Se si lascia fare il mercato, quindi, a una sobrietà nel cambio di stile di vita corrisponde un calo immediato dell'occupazione ed un predominio dei monopoli commerciali. Una riconversione dell'economia in chiave ecologica vuol dire, invece, programmare e mettere i mercati nella condizione di essere "al servizio del popolo", anche attraverso una riduzione e una commercializzazione più vicine al cittadino-consumatore al contrario di quanto accade oggi. 

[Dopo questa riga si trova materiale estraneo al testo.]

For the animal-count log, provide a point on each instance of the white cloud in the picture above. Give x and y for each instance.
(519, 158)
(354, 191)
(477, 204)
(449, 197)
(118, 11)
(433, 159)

E tutto ciò vuol dire anche efficienza e risparmio nell'uso dell'energia e della materia, e quindi anche puntare sulla rinnovabilità dell'una (fotovoltaico, solare, eolico, ecc) e dell'altra (riciclo). Ma è chiaro che questo deve avvenire all'interno di un modello di sviluppo dove la crescita sic et simpliciter di tutto e di più non è più il totem, ma si è in grado diversamente di orientare la crescita con il criterio direttore della sostenibilità sociale e ambientale. La crisi, purtroppo anche con un bagno di sangue, ci sta facendo vedere che si può cambiare e che la strada intrapresa in passato era assolutamente sbagliata. Ai sopravvissuti il dovere di portare a compimento questo processo.